Il 12 aprile scorso si è concretizzata la fusione per incorporazione di UBI nel Gruppo Intesa Sanpaolo e contestualmente l’adeguamento al modello organizzativo di ISP e la migrazione informatica delle strutture provenienti dall’ex Gruppo UBI: due interventi che avevano l’obiettivo di razionalizzare i processi, uniformandoli all’interno di un’unica nuova realtà. A distanza di oltre due settimane dalla migrazione, le organizzazioni sindacali di categoria su tutto il territorio nazionale stanno però denunciando le criticità che tuttora persistono sulla rete. Non fa eccezione la provincia di Cuneo, interessata dal ridisegno delle articolazioni territoriali della Banca: un ridisegno che ha visto la creazione di quattro nuove Direzioni Regionali, una delle quali (Piemonte Sud e Liguria) con sede proprio a Cuneo.
Spiega Salvino Cannone della Fisac Cgil di Cuneo: “Gli annunci trionfalistici che hanno definito un successo la migrazione informatica e la promessa di attenzione ai territori espressi da parte dei massimi esponenti della Banca appaiono oggi sia ai dipendenti del gruppo che alla clientela come l’espressione della mancata volontà di verificare come stiano realmente le cose, se non come una provocazione. Il livello di stress, frustrazione e senso di inadeguatezza da parte del personale di provenienza UBI hanno raggiunto livelli non più sostenibili, con inevitabili e preoccupanti ripercussioni sullo stato di salute di quelle stesse persone che fino a ieri svolgevano con professionalità e spirito di servizio il loro compito, mentre oggi non sono in grado di far fronte alle richieste di clienti comprensibilmente esasperati. I dipendenti già Intesa Sanpaolo non vivono una condizione migliore: gravati da carichi di lavoro già da tempo insostenibili per la carenza di personale, ora devono fornire supporto e aiuto senza che siano loro risparmiate pressioni commerciali reiterate ed eccessive. A questo proposito abbiamo formalmente reso noto all’azienda le difficoltà e i rischi dell’attuale situazione, analizzandone le cause: prima fra tutte una formazione inadeguata nei giorni che hanno preceduto la migrazione: poche ore che avrebbero dovuto consentire al personale ex UBI di prendere dimestichezza con un sistema informatico completamente nuovo e con un’organizzazione aziendale profondamente diversa. Nelle intenzioni dell’azienda gran parte dell’addestramento si sarebbe dovuto svolgere ‘sul campo’, grazie al supporto in presenza e da remoto di affiancatori e tutor, che si sono rivelati del tutto insufficienti nel numero: come se non bastasse questi lavoratori sono costretti a ‘barcamenarsi’ con le ordinarie incombenze loro assegnate, spesso sollecitati a garantire risultati commerciali e raggiungimento di budget, come se fossimo in una situazione normale, senza una integrazione da portare a termine all’interno di un’emergenza pandemica di cui qualcuno sembra dimenticarsi”.

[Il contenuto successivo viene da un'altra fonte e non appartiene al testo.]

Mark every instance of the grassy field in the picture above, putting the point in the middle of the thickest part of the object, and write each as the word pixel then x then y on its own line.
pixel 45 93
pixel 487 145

Dello stesso avviso Massimo Dotta della First Cisl di Cuneo: “L’emergenza Covid-19 avrebbe richiesto attenzione e misure adeguate senza che si trasformasse nel pretesto per ridurre l’attività di affiancamento e tutoraggio. Del resto in Intesa Sanpaolo stiamo ancora aspettando che tutte le postazioni di lavoro a contatto con la clientela siano dotate di barriere in plexiglas a tutela sia del personale che dei clienti. Per parte nostra non intendiamo ‘dare per persa’ nessuna delle nostre rivendicazioni e continueremo a sollecitare l’azienda, che fino ad oggi ha negato le difficoltà o le ha attribuite all’assenza di spirito di adattamento dei dipendenti, affinché adotti alcune semplici misure che, per quanto tardive, possono contribuire a migliorare la situazione: incremento nel numero degli affiancatori e loro permanenza nelle filiali e negli uffici finché il personale ex UBI avrà acquisito la necessaria autonomia; potenziamento dei servizi telefonici per l’assistenza alla clientela che ricorre ai canali telematici; sospensione di ogni sollecitazione alla vendita per il raggiungimento di obiettivi commerciali; adozione di adeguate misure di contrasto alla diffusione del contagio attraverso l’installazione delle barriere in plexiglas e il rispetto dei distanziamenti che nella confusione imperante (in cui anche il regime degli appuntamenti non è sempre rispettato) rischiano di venir meno”.